Thursday, October 11, 2007

TOP STORY >>Snyder: Fund center now

By JOHN HOFHEIMER
Leader senior staff writer

Congress may still authorize $9.8 million for the Jacksonville/Little Rock Air Force Base Joint Education Center when the defense authorization bill moves into the joint conference committee, Second Dist. Cong. Vic Snyder, D-Ark., told Jacksonville Rotarians on Monday.

Both Snyder and Sen. Mark Pryor, D-Ark., are on that committee, and Snyder said he was “cautiously optimistic” about restoring the funds.

Money for the Air Force’s share of the project is included in the House version of the Military Construction and Veterans Affairs Appropriations Act, approved in June, but not the Senate version. Jacksonville residents voted in 2003 to tax themselves, so the city has its $5 million share literally in the bank.


ASU-BEEBE

The existing joint education center, located on the base, is affiliated with six schools, including ASU-Beebe, which offers an associates degree. Currently, ASU-Beebe’s LRAFB branch, directed by Nancy Shefflette, has the largest presence.

Addressing another local concern, Snyder said he doesn’t have a good answer for the problems the air base is experiencing with its housing-privatization contractor, who has walked away from the job with only a fraction of the work completed.
“The privatization contract has gone awry,” said Snyder. “We need to find a solution and get back on track…with a different developer.”


PIVOTAL TIME

Snyder said that no matter what a person’s perspective on the war in Iraq or on the Bush Administration, “This country and the world are at a real crossroads.”

“This is a pivotal time in our nation’s history,” he said.

“Some may say, and I agree, that big holes have been dug the past six years,” and the problems aren’t going to go away quickly.

He said the next president and Congress would have “a built-in challenge,” not the least of which is the war in Iraq.
Replacing a retiring congressman in July, Snyder has become chairman of the newly reconstituted House Armed Services’ Subcommittee on Oversight and Investigations.

Under House Speaker Newt Gingrich, the subcommittee was disbanded about 12 years ago, leaving no one to oversee and investigate problems and potential problems in the military.


NO EASY WAY OUT

Snyder invited generals and think-tank wonks of every stripe to discuss the Iraq imbroglio and surprisingly, all seemed to concur that the problem has become so complex and so challenging and so interwoven not only for the military, but also for national security, that there is no easy way out.

But both Gen. Jack Keane (Ret.), who authored the surge strategy, and Maj. Gen. John Batiste (Ret.), who opposes it, had one point of agreement—“We don’t have a diplomatic (plan) for Iraq.”

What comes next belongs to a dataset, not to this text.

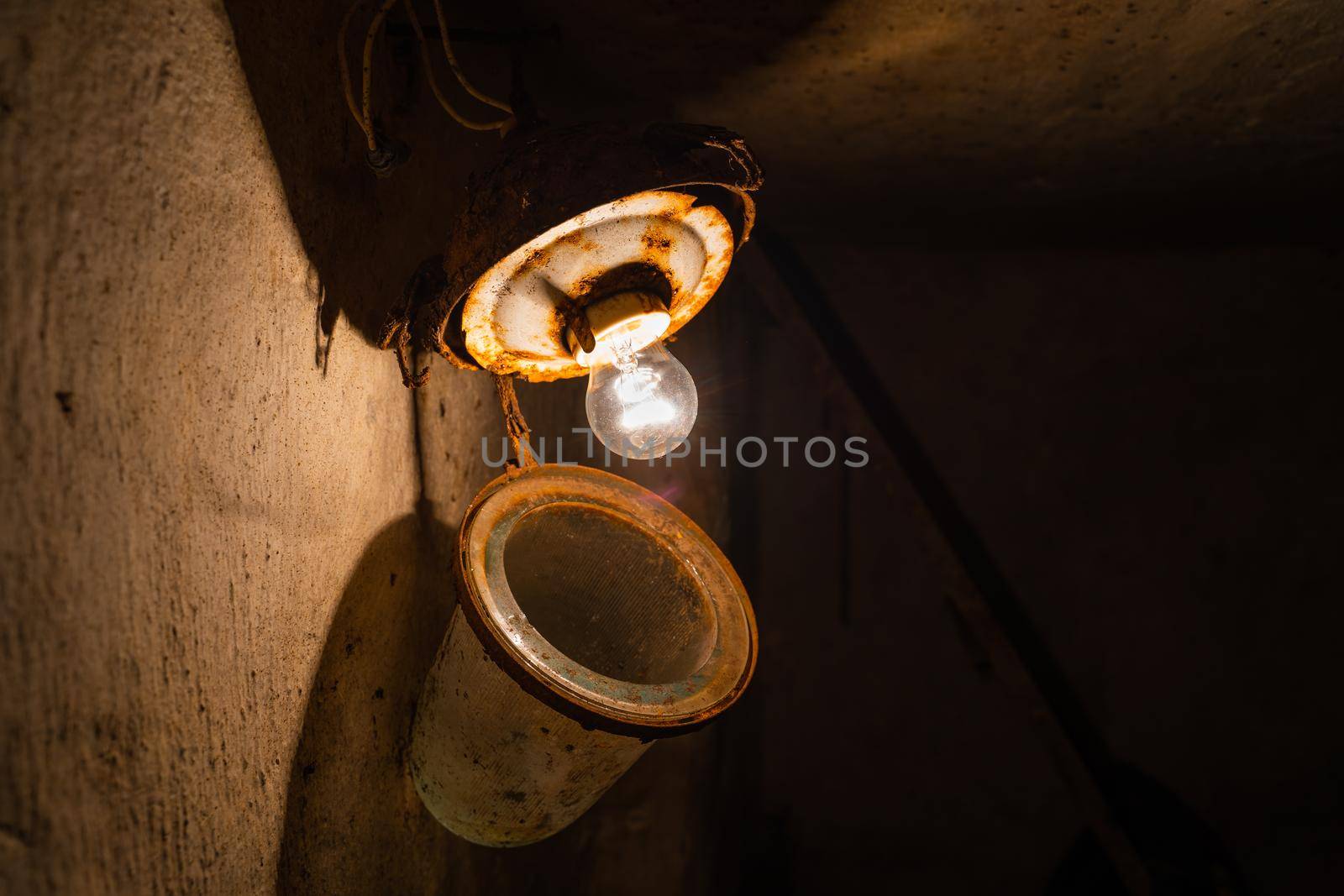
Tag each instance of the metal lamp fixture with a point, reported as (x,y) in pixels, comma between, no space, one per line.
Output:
(578,253)
(593,617)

Five years into the war, the agreement was the military was doing a good job, but the diplomatic corps is not doing the job.
“Unless we really look at a diplomatic plan and put resources behind it, we may as well pull out now,” Gen. Wesley Clark testified.

Snyder said that for all the public concern over Iraq, Iran and health care, that in the halls of Congress, trade issues are the most divisive.”


TRADE SCARY

“These are bread-and-butter issues for American families,” the congressman said. “Trade is scarier than hell,” and it’s just one of the challenges we face as a nation.

Snyder said he was very disappointed that President Bush vetoed the popular State Children’s Health Insurance Program to provide continued health care for the poorest children and extend coverage to the children of the working poor, especially since the bill only authorized the plan for five years and paid for it by increasing tobacco taxes.

“What we have control over, we need to take control over,” he said.

Snyder said he wasn’t sure Congress is doing justice for the American people but that in a divided House and Senate, law-making is a messy business.

Pat Teague asked Snyder what happened to the idea that paying for troops and reconstructing Iraq would be paid for by sales of Iraqi oil. Snyder said Iraq’s oil production hadn’t recovered from the 1979 war, that the oil industry is still struggling from old technology, the flight of able oil producers from the country and violence.


NUCLEAR IRAN?

He told Marshall Smith that there was pretty good evidence that Iran had some sort of nuclear program, but that a nuclear weapons program, even one that could threaten Tel Aviv and Jerusalem, would ultimately make Iran less safe, not more safe.
He said a diplomatic solution must be worked out.

Shefflette told Snyder she was worried about the capability of U.S. forces in an environment where military personnel is declining.

Snyder said both the Army and the Marines had begun increasing the size of their forces and that the Air Force and Navy have belatedly realized they need to grow so they can move and supply a growing army of fighters.

“Technology’s just not enough,” said Shefflette. Snyder said he worried about a military force so reduced in size that it must rely upon contractors—who must be paid overtime.

Snyder, citing General Gregory Schumacher, said that with reduced forces, the U.S. could win a war on a second front, but it would take longer and be more costly. Bishop James Bolden III, retired from 24 years in the Air Force, asked if there was a draft in the country’s future.

“There is no support,” Snyder replied.